Microsoft’s Project Natick team proved the underwater data centre concept was feasible during a 105-day deployment in the Pacific Ocean in 2015. Phase II of the project included contracting with marine specialists in logistics, ship building and renewable energy to show that the concept is also practical.
Mr Cutler said: “We are now at the point of trying to harness what we have done as opposed to feeling the need to go and prove out some more. We have done what we need to do. Natick is a key building block for the company to use if it is considered appropriate.”

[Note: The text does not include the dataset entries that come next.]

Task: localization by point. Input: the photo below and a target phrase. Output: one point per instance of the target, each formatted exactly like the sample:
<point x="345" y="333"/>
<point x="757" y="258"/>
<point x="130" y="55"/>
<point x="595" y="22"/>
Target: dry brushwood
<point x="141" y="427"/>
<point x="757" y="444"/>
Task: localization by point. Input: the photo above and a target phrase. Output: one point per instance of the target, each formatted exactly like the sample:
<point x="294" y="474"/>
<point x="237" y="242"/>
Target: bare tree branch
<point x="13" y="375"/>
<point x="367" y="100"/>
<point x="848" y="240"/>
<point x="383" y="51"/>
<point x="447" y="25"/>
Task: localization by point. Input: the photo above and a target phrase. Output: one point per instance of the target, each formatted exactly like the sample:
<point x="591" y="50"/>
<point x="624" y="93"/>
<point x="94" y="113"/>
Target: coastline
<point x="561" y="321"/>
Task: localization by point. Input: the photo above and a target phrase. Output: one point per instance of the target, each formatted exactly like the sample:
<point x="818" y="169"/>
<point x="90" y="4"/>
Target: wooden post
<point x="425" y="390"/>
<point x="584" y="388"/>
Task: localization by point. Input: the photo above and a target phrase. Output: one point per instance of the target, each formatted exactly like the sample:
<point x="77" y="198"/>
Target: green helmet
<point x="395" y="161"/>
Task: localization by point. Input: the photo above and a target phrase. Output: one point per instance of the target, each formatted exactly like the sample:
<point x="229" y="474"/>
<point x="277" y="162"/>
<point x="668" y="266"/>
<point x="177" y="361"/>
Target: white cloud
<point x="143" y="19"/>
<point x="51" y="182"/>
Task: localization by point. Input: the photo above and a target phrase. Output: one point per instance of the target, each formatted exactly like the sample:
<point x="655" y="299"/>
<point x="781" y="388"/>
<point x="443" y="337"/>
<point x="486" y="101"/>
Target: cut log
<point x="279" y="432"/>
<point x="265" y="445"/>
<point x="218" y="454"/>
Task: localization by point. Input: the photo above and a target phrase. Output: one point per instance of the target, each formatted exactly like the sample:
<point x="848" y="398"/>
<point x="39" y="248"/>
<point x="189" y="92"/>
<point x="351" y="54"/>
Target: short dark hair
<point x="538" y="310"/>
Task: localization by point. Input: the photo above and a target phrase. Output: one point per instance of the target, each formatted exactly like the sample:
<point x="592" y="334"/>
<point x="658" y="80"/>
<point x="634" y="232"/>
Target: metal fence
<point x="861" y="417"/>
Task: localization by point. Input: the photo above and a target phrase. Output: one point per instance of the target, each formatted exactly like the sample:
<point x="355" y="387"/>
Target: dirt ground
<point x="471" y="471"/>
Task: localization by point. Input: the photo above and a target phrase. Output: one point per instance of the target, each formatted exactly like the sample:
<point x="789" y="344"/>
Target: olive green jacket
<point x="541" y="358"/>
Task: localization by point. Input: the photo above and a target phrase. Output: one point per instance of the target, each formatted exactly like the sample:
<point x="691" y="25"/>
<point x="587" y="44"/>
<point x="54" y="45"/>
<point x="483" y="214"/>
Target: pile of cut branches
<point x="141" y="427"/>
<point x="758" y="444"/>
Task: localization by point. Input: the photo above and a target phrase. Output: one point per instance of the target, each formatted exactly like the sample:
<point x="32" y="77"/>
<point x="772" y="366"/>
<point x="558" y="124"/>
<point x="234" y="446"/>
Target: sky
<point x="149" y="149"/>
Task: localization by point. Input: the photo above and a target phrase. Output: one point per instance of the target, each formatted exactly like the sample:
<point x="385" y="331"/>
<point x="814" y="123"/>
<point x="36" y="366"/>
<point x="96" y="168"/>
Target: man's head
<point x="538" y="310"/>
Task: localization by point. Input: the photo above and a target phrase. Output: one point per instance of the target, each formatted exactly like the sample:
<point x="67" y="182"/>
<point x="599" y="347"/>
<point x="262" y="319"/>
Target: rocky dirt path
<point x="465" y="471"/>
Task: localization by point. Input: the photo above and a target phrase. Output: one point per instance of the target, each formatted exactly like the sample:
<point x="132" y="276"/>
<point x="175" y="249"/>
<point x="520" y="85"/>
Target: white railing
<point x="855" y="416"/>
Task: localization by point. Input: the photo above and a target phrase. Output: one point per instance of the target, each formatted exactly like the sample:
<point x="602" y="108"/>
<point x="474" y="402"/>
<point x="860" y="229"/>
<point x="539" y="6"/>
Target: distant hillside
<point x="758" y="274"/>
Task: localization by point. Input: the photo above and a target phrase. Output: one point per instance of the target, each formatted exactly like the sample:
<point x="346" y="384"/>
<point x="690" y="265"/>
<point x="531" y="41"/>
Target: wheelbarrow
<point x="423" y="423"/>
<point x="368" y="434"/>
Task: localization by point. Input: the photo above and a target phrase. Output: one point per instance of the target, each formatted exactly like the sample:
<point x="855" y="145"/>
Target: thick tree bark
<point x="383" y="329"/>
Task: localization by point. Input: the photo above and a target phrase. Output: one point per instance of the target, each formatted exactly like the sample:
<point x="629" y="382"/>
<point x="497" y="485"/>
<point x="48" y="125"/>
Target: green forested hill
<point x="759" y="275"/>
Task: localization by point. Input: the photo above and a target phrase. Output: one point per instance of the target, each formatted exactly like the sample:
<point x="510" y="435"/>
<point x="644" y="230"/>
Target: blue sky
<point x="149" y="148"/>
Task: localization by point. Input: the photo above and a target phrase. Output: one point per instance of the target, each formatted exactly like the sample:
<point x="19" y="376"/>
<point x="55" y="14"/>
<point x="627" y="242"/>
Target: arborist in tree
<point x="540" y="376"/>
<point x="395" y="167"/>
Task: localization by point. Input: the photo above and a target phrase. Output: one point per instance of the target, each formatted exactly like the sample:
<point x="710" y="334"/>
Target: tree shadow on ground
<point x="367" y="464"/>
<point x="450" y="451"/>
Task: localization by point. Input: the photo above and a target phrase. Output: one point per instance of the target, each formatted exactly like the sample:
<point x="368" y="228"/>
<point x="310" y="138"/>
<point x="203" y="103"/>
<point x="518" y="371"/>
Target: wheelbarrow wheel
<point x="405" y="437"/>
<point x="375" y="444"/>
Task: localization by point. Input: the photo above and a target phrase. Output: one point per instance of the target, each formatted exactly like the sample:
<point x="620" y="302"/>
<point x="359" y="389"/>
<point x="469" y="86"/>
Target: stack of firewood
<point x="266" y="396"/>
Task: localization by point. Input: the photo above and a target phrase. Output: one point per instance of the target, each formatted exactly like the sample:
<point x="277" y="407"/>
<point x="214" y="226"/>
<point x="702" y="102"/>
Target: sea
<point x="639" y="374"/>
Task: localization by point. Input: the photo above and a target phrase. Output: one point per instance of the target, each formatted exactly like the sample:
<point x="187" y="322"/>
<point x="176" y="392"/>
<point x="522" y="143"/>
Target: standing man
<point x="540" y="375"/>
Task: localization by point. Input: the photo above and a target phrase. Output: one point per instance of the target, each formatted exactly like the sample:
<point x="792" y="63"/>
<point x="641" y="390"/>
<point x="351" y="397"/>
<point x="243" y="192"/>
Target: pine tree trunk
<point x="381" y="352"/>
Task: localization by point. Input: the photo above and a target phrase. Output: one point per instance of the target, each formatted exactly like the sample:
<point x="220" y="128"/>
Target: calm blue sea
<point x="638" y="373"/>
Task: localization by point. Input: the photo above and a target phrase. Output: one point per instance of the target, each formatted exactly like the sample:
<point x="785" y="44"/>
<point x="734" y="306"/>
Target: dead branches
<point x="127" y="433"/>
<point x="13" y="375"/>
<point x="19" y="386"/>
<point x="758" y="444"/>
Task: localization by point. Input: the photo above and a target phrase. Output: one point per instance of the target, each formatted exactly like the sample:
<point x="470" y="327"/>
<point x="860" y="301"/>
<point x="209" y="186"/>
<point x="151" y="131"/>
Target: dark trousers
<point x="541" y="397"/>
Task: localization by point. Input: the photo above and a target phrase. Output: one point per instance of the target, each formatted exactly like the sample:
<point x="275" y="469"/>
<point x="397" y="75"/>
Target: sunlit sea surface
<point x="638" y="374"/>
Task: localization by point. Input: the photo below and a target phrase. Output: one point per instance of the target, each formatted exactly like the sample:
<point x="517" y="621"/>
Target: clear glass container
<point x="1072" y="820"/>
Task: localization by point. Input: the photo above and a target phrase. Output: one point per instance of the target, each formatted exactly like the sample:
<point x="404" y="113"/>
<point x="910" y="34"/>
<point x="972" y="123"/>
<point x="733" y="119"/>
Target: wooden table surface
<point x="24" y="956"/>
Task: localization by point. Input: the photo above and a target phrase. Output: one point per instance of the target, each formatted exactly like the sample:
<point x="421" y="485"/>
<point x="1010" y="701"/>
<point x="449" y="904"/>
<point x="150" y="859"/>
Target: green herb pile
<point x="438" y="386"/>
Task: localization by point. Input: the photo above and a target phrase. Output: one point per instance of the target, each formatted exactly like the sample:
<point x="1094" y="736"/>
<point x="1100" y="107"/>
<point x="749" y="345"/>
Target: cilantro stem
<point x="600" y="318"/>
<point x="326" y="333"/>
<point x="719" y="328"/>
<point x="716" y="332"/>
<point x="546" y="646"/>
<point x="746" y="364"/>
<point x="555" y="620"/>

The Northern Isles underwater data centre was manufactured by Naval Group and its subsidiary Naval Energies, experts in naval defence and marine renewable energy. Green Marine, an Orkney Island-based firm, supported Naval Group and Microsoft on the deployment, maintenance, monitoring and retrieval of the data centre, which Microsoft’s Special Projects team operated for two years.
The Northern Isles was deployed at the European Marine Energy Centre, a test site for tidal turbines and wave energy converters. Tidal currents there travel up to 9 miles per hour at peak intensity and the sea surface roils with waves that reach more than 60ft in stormy conditions.
The deployment and retrieval of the Northern Isles underwater data centre required atypically calm seas and a choreographed dance of robots and winches that played out between the pontoons of a gantry barge. The procedure took a full day on each end.